An improved adaptive method of processing image data in an artificial neural network has been developed to enable automated, real-time recognition of possibly moving objects under changing (including suddenly changing) conditions of illumination and perspective. The method involves a combination of two prior object-recognition methods — one based on adaptive detection of shape features and one based on adaptive color segmentation — to enable recognition in situations in which either prior method by itself may be inadequate.

This Optimal Adaptive Architecture involves interaction between a shape-feature-based and a color-segmentation-based method in a cyclic computation. Using shape adaptive features and color adaptive features from the previous cycle, an object and region of interest containing the object are identified in the present image by means of feature detection and color segmentation. The region of interest is then used for sampling data to adapt a new shape and color features for the image during the next cycle.
The chosen prior feature-based method is known as adaptive principal-component analysis (APCA); the chosen prior color-based method is known as adaptive color segmentation (ACOSE). These methods are made to interact with each other in a closed-loop system (see figure) to obtain an optimal solution of the object-recognition problem in a dynamic environment.
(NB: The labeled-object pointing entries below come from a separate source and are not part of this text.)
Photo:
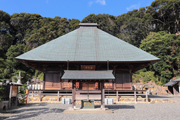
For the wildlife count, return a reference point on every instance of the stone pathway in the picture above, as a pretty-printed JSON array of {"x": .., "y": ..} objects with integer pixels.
[{"x": 54, "y": 111}]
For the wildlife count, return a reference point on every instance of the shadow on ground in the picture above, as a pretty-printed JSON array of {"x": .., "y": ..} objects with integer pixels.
[
  {"x": 116, "y": 107},
  {"x": 21, "y": 113},
  {"x": 156, "y": 96}
]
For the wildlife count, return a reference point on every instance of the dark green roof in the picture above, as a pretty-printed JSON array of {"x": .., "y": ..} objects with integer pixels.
[
  {"x": 90, "y": 75},
  {"x": 87, "y": 43}
]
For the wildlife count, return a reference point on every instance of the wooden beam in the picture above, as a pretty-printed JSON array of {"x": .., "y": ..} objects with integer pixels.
[
  {"x": 146, "y": 96},
  {"x": 10, "y": 96},
  {"x": 135, "y": 97},
  {"x": 102, "y": 96},
  {"x": 117, "y": 96},
  {"x": 39, "y": 96},
  {"x": 58, "y": 96}
]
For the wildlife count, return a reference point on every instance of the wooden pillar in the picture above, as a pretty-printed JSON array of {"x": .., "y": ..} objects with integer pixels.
[
  {"x": 44, "y": 79},
  {"x": 175, "y": 91},
  {"x": 58, "y": 96},
  {"x": 28, "y": 96},
  {"x": 10, "y": 96},
  {"x": 16, "y": 97},
  {"x": 115, "y": 77},
  {"x": 135, "y": 97},
  {"x": 73, "y": 94},
  {"x": 146, "y": 96},
  {"x": 117, "y": 96},
  {"x": 130, "y": 75},
  {"x": 102, "y": 95},
  {"x": 32, "y": 93},
  {"x": 39, "y": 96}
]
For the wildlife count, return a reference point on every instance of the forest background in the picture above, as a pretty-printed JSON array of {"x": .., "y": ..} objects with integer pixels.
[{"x": 154, "y": 29}]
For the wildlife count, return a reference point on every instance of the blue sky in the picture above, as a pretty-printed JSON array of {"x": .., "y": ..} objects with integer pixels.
[{"x": 77, "y": 9}]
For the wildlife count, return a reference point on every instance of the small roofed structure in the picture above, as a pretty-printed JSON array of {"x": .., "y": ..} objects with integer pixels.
[
  {"x": 10, "y": 92},
  {"x": 173, "y": 86},
  {"x": 87, "y": 59}
]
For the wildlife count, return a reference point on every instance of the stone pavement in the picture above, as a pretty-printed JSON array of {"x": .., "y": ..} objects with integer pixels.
[{"x": 54, "y": 111}]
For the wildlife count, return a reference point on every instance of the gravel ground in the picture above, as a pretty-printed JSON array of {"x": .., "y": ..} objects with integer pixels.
[{"x": 53, "y": 111}]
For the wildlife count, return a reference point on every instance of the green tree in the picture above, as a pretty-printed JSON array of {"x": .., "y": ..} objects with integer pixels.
[{"x": 167, "y": 48}]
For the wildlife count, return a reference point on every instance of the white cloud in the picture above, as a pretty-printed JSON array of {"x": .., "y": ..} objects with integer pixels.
[
  {"x": 135, "y": 6},
  {"x": 102, "y": 2}
]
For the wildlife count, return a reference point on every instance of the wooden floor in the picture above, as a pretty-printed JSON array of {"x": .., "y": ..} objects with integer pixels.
[{"x": 96, "y": 110}]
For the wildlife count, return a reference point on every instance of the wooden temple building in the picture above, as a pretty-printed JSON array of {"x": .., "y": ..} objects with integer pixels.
[
  {"x": 88, "y": 63},
  {"x": 173, "y": 87}
]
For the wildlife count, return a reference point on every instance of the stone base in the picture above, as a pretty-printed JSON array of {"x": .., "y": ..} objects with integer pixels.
[{"x": 96, "y": 110}]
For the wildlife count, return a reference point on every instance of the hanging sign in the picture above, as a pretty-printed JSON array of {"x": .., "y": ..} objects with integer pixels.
[{"x": 14, "y": 91}]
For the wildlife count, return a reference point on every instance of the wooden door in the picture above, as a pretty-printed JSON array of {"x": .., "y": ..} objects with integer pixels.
[
  {"x": 88, "y": 85},
  {"x": 52, "y": 80},
  {"x": 123, "y": 81}
]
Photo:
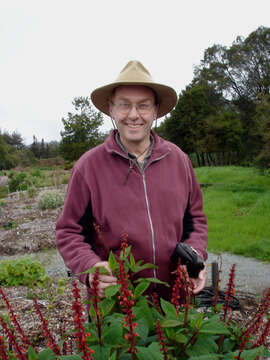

One of the results of the interaction is to increase, beyond what would otherwise be possible, the accuracy of the determination of a region of interest (containing an object that one seeks to recognize) within an image. Another result is to provide a minimized adaptive step that can be used to update the results obtained by the two component methods when changes of color and apparent shape occur. The net effect is to enable the neural network to update its recognition output and improve its recognition capability via an adaptive learning sequence.

In principle, the improved method could readily be implemented in integrated circuitry to make a compact, low-power, real-time object-recognition system. It has been proposed to demonstrate the feasibility of such a system by integrating a 256-by-256 active-pixel sensor with APCA, ACOSE, and neural processing circuitry on a single chip. It has been estimated that such a system on a chip would have a volume no larger than a few cubic centimeters, could operate at a rate as high as 1,000 frames per second, and would consume in the order of milliwatts of power.

This work was done by Tuan Duong, Vu Duong, and Allen Stubberud of Caltech for NASA's Jet Propulsion Laboratory.

In accordance with Public Law 96-517, the contractor has elected to retain title to this invention. Inquiries concerning rights for its commercial use should be addressed to:

Innovative Technology Assets

Management

JPL

Mail Stop 202-233

4800 Oak Grove Drive

Pasadena, CA 91109-8099

(818) 354-2240

E-mail: This email address is being protected from spambots. You need JavaScript enabled to view it.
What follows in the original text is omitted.